1. Case 1: $f(\infty) = \infty$. In this case, \begin{align*} & (\infty, A; B, B') = (\infty, A'; B', B) \\ & \Rightarrow \frac{\overline{B'A}}{\overline{BA}} = \frac{\overline{BA'}}{\overline{B'A'}} \Rightarrow \overline{B'A} \cdot \overline{B'A'} = \overline{BA} \cdot \overline{BA'}. \\ \end{align*} Thus, $B'$ and $B$ have the same power wrt the circle with diameter $AA'$, implying that $B$ is the reflection of $B'$ wrt the midpoint of $AA'$.

   For any $C$ with $C' = f(C)$, we have \begin{align*} & (C, A; B, B') = (C', A'; B', B) \\ & \Rightarrow \frac{\overline{BC}}{\overline{BA}} : \frac{\overline{B'C}}{\overline{B'A}} = \frac{\overline{B'C'}}{\overline{B'A'}} : \frac{\overline{BC'}}{\overline{BA'}}. \end{align*} Combining this with $BB'$ and $AA'$ having the same midpoint, we obtain $\overline{BC} \cdot \overline{BC'} = \overline{B'C} \cdot \overline{B'C'}$, which means that $B$ and $B'$ have the same power wrt the circle with diameter $CC'$. Hence, $C$ is the reflection of $C'$ through the midpoint of $BB'$. Thus, $f$ is the reflection about the midpoint of $AA'$ (which is an involution).
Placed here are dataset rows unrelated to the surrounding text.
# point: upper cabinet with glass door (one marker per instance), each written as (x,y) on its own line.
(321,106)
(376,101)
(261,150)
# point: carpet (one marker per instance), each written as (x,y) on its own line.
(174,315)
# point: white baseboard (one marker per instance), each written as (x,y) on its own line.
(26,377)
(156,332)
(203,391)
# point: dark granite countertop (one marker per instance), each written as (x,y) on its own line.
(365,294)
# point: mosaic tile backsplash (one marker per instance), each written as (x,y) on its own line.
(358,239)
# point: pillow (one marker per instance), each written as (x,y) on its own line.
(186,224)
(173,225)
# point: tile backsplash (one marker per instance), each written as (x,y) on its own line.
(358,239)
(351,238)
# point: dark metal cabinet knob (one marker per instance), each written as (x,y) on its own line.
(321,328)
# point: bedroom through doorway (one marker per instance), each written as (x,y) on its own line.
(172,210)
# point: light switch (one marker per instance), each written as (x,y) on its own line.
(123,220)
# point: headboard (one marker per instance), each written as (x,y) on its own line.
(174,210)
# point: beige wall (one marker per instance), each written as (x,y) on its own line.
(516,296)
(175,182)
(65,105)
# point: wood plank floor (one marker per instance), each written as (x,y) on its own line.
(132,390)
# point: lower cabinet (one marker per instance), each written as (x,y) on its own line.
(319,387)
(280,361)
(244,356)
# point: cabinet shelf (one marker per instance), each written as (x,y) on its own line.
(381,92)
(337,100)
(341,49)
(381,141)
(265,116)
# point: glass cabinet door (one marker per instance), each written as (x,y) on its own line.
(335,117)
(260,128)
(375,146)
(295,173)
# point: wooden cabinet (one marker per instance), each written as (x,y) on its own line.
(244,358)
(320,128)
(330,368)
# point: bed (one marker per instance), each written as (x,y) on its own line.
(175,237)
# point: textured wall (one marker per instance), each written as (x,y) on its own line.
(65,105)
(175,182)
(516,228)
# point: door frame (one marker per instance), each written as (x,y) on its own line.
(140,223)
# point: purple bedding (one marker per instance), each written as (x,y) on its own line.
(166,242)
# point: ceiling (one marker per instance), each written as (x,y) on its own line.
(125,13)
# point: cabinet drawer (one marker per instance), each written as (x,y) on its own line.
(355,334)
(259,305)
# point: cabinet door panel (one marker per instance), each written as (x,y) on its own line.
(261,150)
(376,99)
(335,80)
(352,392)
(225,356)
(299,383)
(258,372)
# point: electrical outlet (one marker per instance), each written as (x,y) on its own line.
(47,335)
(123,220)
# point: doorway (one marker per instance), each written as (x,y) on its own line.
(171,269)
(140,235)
2. Case 2: $f(\infty) = O \neq \infty$. We have \begin{align*} & (\infty, A; B, B') = (O, A'; B', B) \\ & \Rightarrow \frac{\overline{B'A}}{\overline{BA}} = \frac{\overline{B'O}}{\overline{B'A'}} : \frac{\overline{BO}}{\overline{BA'}} \\ & \Rightarrow \frac{\overline{OB}}{\overline{OB'}} = \frac{\overline{BA}}{\overline{B'A}} \cdot \frac{\overline{BA'}}{\overline{B'A'}} \\ & \Rightarrow \frac{\overline{OB}}{\overline{OB'}} : \frac{\overline{A'B}}{\overline{A'B'}} = \frac{\overline{BA}}{\overline{B'A}} \\ & \Rightarrow (B, B'; O, A') = \frac{\overline{BA}}{\overline{B'A}} \\ & \Rightarrow (B, O; B', A') = 1 - \frac{\overline{BA}}{\overline{B'A}} = \frac{\overline{B'B}}{\overline{B'A}} \\ & \Rightarrow \frac{\overline{B'B}}{\overline{B'O}} : \frac{\overline{A'B}}{\overline{A'O}} = \frac{\overline{B'B}}{\overline{B'A}} \\ & \Rightarrow \frac{\overline{A'O}}{\overline{B'O}} = \frac{\overline{A'B}}{\overline{B'A}} = \frac{\overline{A'O} - \overline{A'B}}{\overline{B'O} - \overline{B'A}} = \frac{\overline{BO}}{\overline{AO}} \\ & \Rightarrow \overline{OA} \cdot \overline{OA'} = \overline{OB} \cdot \overline{OB'}. \end{align*} For any $C$ with $C' = f(C)$, we have $(C, A; B, B') = (C', A'; B', B)$. This implies that $$\frac{\overline{BA}}{\overline{B'A}} \cdot \frac{\overline{BA'}}{\overline{B'A'}} = \frac{\overline{BC}}{\overline{B'C}} \cdot \frac{\overline{BC'}}{\overline{B'C'}}.$$ Therefore, $$\frac{\overline{OB}}{\overline{OB'}} = \frac{\overline{BC}}{\overline{B'C}} \cdot \frac{\overline{BC'}}{\overline{B'C'}}.$$ Proceeding similarly as above, we get $\overline{OA} \cdot \overline{OA'} = \overline{OC} \cdot \overline{OC'}.$

   Thus, $f$ is an inversion with center $O$ and radius $\overline{OA} \cdot \overline{OA'}$ and is also an involution.